To pinpoint the different aspects of BMI-related traits, we investigated the roles of fat mass and fat-free mass indices in severe COVID-19 (Supplementary Table 13). In the multivariable MR analysis controlling for fat-free mass, there is strong evidence for direct causal effects of fat mass measured at different body parts, including the whole body, left and right arms, left and right legs, and the trunk. The evidence is consistent across the three GWAS of COVID-19 (Fig. 2, Supplementary Table 13). On the other hand, there is no evidence for direct causal effects of fat-free mass (Fig. 3, Supplementary Table 13). The multivariable MR analysis results indicate that the causal effects of BMI-related traits on severe COVID-19 are mainly driven by fat mass.
White blood cell traits
In the univariable MR analyses, we identified a group of five white blood cell traits to be negatively associated with the risk of severe COVID-19. Specifically, suggestive associations were determined for neutrophil count (OR: 0.76, 95% CI: 0.61–0.94, p = 0.013), sum basophil neutrophil counts (OR: 0.71, 95% CI: 0.57–0.87, p = 0.001), sum neutrophil eosinophil counts (OR: 0.76, 95% CI: 0.61–0.95, p = 0.015), myeloid white cell count (OR: 0.77, 95% CI: 0.62–0.96, p = 0.0197), and granulocyte count (OR: 0.75, 95% CI: 0.601–0.93, p = 0.009) (Fig. 4). For all five traits, causal estimates are broadly concordant in weighted median (WM) and weighted mode methods, and consistent directions of effects were also found by the MR-Egger method (Supplementary Table 11). Take neutrophil count as an example, consistent estimates of a protective effect were found with WM (OR: 0.61, 95% CI: 0.42–0.88, p = 0.009) and weighted mode (OR: 0.59, 95% CI: 0.39–0.91, p = 0.017). Overall, our findings support the causal roles of white blood cells, especially neutrophils, in reducing the risk of developing severe COVID-19.
Circulating proteins
Our univariable MR analyses revealed evidence of causal effects for some circulating proteins. There are six proteins whose effects on severe COVID-19 are significant in the discovery MR analysis (q-value < 0.05) and also replicated in both replication analyses (p-value < 0.05) (Table 1, Supplementary Table 12). Three of them are negatively associated with the risk of severe COVID-19, including interleukin-3 receptor subunit alpha (OR: 0.87, 95% CI: 0.79–0.94), interleukin-6 receptor subunit alpha (OR: 0.88, 95% CI: 0.83–0.94), and prostate-associated microseminoprotein alpha (OR: 0.71, 95% CI: 0.58–0.86).
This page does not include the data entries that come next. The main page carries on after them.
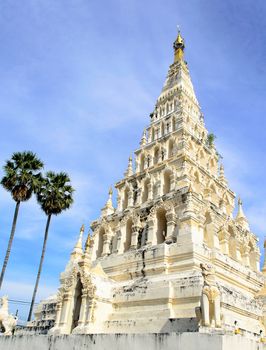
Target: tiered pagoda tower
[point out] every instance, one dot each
(171, 257)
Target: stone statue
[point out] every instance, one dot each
(7, 321)
(210, 299)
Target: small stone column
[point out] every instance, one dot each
(171, 222)
(119, 202)
(58, 313)
(118, 242)
(64, 321)
(149, 185)
(134, 236)
(130, 199)
(106, 244)
(238, 252)
(245, 255)
(257, 258)
(172, 182)
(150, 223)
(90, 311)
(224, 241)
(83, 309)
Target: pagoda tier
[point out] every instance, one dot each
(170, 257)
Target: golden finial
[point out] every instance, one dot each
(179, 46)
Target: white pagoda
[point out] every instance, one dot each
(171, 257)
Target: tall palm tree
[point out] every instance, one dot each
(54, 195)
(21, 179)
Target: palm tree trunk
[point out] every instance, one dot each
(9, 243)
(40, 266)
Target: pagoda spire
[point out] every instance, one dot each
(179, 47)
(78, 251)
(108, 208)
(241, 217)
(264, 264)
(129, 170)
(222, 176)
(143, 139)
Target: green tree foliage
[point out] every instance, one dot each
(21, 178)
(55, 194)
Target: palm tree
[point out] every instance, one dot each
(21, 179)
(54, 195)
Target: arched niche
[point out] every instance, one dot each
(99, 250)
(156, 155)
(142, 162)
(145, 193)
(161, 232)
(170, 148)
(166, 181)
(76, 303)
(125, 199)
(127, 242)
(208, 236)
(232, 244)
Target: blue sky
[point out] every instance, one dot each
(78, 81)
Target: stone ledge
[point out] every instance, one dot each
(170, 341)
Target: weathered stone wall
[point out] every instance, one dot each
(184, 341)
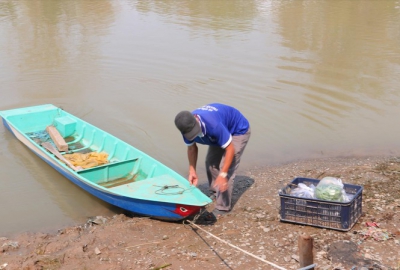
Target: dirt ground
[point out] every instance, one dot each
(251, 236)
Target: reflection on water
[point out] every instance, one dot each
(315, 79)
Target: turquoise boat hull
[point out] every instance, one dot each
(131, 180)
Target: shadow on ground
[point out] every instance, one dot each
(242, 183)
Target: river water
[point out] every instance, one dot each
(315, 78)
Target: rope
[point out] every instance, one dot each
(244, 251)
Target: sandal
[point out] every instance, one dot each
(219, 213)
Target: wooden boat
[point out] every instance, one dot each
(131, 179)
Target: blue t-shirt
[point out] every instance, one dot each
(219, 123)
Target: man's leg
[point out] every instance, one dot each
(224, 199)
(213, 160)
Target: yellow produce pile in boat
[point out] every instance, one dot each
(88, 160)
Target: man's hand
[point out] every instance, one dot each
(193, 180)
(221, 183)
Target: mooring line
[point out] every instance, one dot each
(244, 251)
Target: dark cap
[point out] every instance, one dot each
(187, 125)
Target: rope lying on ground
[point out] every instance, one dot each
(252, 255)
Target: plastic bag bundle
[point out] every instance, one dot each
(331, 189)
(88, 160)
(303, 190)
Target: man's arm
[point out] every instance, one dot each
(192, 157)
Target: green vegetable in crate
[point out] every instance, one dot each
(330, 189)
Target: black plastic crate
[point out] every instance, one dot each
(320, 213)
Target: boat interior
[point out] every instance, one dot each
(125, 164)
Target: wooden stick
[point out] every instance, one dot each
(306, 257)
(49, 147)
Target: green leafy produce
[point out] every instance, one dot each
(329, 192)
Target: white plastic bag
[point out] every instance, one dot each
(303, 190)
(331, 189)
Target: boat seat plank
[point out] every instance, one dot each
(159, 188)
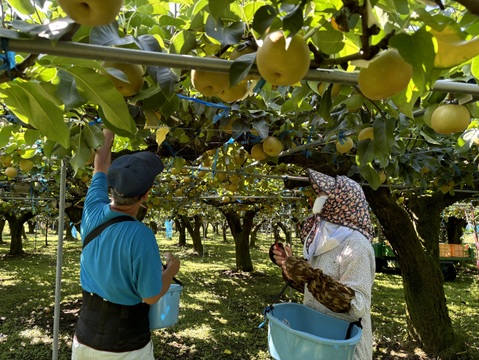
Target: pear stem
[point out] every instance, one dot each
(311, 32)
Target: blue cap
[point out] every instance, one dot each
(133, 175)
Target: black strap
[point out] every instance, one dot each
(98, 230)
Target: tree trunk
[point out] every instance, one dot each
(16, 230)
(194, 231)
(31, 226)
(276, 234)
(241, 234)
(427, 314)
(2, 227)
(287, 233)
(224, 228)
(154, 227)
(254, 233)
(181, 232)
(68, 231)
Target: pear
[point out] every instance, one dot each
(91, 12)
(386, 75)
(133, 72)
(450, 119)
(209, 83)
(234, 93)
(283, 61)
(452, 49)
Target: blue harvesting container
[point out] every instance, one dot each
(165, 311)
(296, 331)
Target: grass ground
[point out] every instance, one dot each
(220, 309)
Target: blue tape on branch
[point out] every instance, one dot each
(213, 173)
(341, 137)
(219, 106)
(259, 85)
(8, 58)
(225, 109)
(95, 122)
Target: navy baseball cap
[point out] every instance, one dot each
(133, 175)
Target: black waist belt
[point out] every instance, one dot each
(107, 326)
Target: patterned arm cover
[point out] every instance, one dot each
(329, 292)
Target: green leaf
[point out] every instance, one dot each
(100, 90)
(31, 136)
(39, 110)
(325, 105)
(169, 106)
(328, 40)
(182, 42)
(417, 50)
(5, 134)
(475, 67)
(365, 153)
(93, 136)
(108, 35)
(293, 21)
(217, 7)
(263, 18)
(80, 156)
(226, 35)
(67, 91)
(53, 31)
(370, 175)
(384, 135)
(241, 67)
(24, 7)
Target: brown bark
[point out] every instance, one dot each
(241, 231)
(426, 311)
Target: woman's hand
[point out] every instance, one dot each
(281, 253)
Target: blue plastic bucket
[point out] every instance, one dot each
(165, 311)
(296, 331)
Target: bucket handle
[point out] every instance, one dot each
(174, 278)
(269, 308)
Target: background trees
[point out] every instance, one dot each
(54, 106)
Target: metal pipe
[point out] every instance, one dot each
(58, 278)
(188, 62)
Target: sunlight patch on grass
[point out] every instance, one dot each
(35, 336)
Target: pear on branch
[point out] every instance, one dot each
(452, 48)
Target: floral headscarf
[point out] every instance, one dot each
(346, 205)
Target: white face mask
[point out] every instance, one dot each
(319, 203)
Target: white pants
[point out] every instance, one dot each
(83, 352)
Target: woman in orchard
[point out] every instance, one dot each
(336, 272)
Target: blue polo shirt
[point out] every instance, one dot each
(123, 263)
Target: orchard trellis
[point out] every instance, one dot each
(187, 62)
(50, 41)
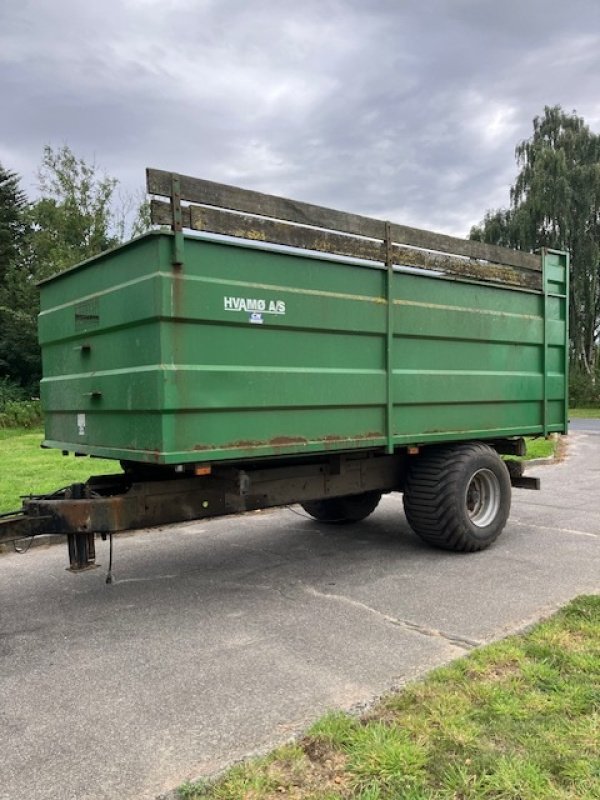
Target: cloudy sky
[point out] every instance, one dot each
(407, 109)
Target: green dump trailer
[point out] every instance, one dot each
(282, 352)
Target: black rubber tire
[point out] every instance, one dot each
(343, 510)
(442, 492)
The other three are risk-increasing, including zinc-alpha-2-glycoprotein (OR: 1.37, 95% CI: 1.14–1.66), C1GALT1-specific chaperone 1 (OR: 1.20, 95% CI: 1.19–1.21), and corneodesmosin (OR: 1.12, 95% CI: 1.09–1.16). There are another six circulating proteins that have significant and replicated effects on severe COVID-19, although they are only replicated in one replication analysis (Supplementary Table 10): inter-alpha-trypsin inhibitor heavy chain H1 (OR: 1.08, 95% CI: 1.04–1.12), alpha-2-macroglobulin receptor-associated protein (OR: 1.14, 95% CI: 1.07–1.23), resistin (OR: 1.09, 95% CI: 1.07–1.11), reticulon-4 receptor (OR: 0.86, 95% CI: 0.79–0.93), C-C motif chemokine 23 (OR: 0.88, 95% CI: 0.83–0.92), and collectin-10 (OR: 0.83, 95% CI: 0.76–0.901). Additionally, our suggestive and replicated results revealed another 14 proteins to be associated with the severe COVID-19 risk (Supplementary Table 11). Overall, our MR analyses prioritized scores of circulating proteins that are likely causal in the development of severe COVID-19.